See bottom of post for update.
On Tuesday, TLC posted “Why shouldn’t we vaccinate our children,” which was one of the all-time worst pieces written about vaccines. It had outright falsehoods and oodles of misleading information. It was so bad, in fact, that I briefly wondered if it might be a deliberate effort to point out the lunacy of anti-vaccine activists. (It wasn’t.) That afternoon, I posted a sentence-by-sentence breakdown of one of the piece’s six sections, titled “Vaccines May or May Not Have a Link to Autism.”
The following day, the piece was updated — and several of my criticisms were addressed, although not in a manner that made any significant difference. At that point, all of the reader comments that had been added to the piece were disappeared.
Last night, Ken Reibel of Autism News Beat emailed me last night to report that he had heard from someone in the PR department of Discovery Communications, the company that owns TLC, and that the piece was going to be taken down. Sure enough. as of this morning, the piece’s original URL – http://tlc.howstuffworks.com/family/why-shouldnt-we-vaccinate-our-children.htm — is redirected to TLC’s “How Stuff Works” homepage.
In general, I’m not a big fan of simply vanishing stories, but this was a good move: TLC’s site doesn’t lend itself to corrections or clarifications, and there was no real way to “correct” this story anyway. I do think TLC’s readers deserve to know how, exactly, this happened: Is there any vetting process before pieces about serious public health issues get posted? If this level of misinformation can appear in a topic that has been written about again and again and again, does that mean the quality control on all of TLC’s coverage is this slipshod?

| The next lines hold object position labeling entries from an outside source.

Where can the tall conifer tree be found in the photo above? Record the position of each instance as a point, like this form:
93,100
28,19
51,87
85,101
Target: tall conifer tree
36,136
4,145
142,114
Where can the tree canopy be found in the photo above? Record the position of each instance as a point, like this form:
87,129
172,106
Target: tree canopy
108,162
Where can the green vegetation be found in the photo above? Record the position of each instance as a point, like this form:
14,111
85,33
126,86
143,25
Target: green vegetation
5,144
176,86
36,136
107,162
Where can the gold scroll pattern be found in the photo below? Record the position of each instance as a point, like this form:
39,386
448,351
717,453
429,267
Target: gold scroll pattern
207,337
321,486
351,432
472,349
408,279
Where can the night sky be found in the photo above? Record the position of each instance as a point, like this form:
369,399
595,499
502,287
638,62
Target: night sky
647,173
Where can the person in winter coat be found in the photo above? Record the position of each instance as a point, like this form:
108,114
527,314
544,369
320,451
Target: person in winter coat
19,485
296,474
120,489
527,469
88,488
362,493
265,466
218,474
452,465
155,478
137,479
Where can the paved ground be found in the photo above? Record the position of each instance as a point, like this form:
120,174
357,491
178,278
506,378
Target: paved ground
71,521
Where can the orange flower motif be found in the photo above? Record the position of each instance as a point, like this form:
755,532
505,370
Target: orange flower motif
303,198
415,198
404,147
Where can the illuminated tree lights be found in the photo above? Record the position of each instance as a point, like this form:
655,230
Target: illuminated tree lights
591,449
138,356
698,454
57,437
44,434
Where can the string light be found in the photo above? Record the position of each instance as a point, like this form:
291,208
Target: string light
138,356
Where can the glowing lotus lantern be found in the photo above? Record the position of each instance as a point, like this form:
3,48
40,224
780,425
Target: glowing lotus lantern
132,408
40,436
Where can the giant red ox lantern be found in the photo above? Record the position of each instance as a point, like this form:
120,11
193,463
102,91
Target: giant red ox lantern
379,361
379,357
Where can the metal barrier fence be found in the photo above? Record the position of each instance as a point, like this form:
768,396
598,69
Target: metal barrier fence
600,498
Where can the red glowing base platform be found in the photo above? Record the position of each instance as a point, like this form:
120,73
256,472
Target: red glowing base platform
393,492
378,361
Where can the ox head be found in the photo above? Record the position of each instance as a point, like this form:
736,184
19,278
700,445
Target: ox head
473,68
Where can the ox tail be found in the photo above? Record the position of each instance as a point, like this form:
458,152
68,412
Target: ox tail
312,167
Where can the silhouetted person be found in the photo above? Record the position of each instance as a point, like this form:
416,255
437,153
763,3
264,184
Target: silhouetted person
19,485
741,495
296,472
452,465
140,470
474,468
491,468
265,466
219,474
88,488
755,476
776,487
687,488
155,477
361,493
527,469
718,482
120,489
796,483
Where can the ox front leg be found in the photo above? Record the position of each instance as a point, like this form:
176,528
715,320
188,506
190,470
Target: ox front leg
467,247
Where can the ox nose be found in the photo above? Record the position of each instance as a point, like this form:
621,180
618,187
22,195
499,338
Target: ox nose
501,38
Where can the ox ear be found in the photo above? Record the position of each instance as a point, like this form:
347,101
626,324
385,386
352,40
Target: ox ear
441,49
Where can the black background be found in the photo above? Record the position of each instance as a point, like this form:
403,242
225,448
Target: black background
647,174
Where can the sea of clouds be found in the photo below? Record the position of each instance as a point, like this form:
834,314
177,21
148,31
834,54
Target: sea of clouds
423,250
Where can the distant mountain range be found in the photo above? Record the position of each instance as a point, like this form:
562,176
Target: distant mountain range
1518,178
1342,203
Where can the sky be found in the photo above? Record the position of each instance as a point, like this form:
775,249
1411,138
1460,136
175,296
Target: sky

Meanwhile, two days after Chicago Sun-Times editor-in-chief Jim Kirk said that his paper’s endorsement of the annual Generation One/AutismOne quackfest was “incorrect,” that endorsement still appears at the bottom of the paper’s fawning Q&A with Jenny McCarthy. I reached out to Kirk yesterday, and again this morning, and haven’t heard anything back.
UPDATE: “The Sun-Times proudly supports Generation Rescue and Autism One” has finally be changed; the tag line on the bottom of the piece now reads, “TheSun-Times is a media sponsor of the event.”









Sorry to correct the corrector but that article appears to have been up at least as far back as July 27th, 2010.
TLC seems more concerned about the blow back from science bloggers than about misleading readers with junk science.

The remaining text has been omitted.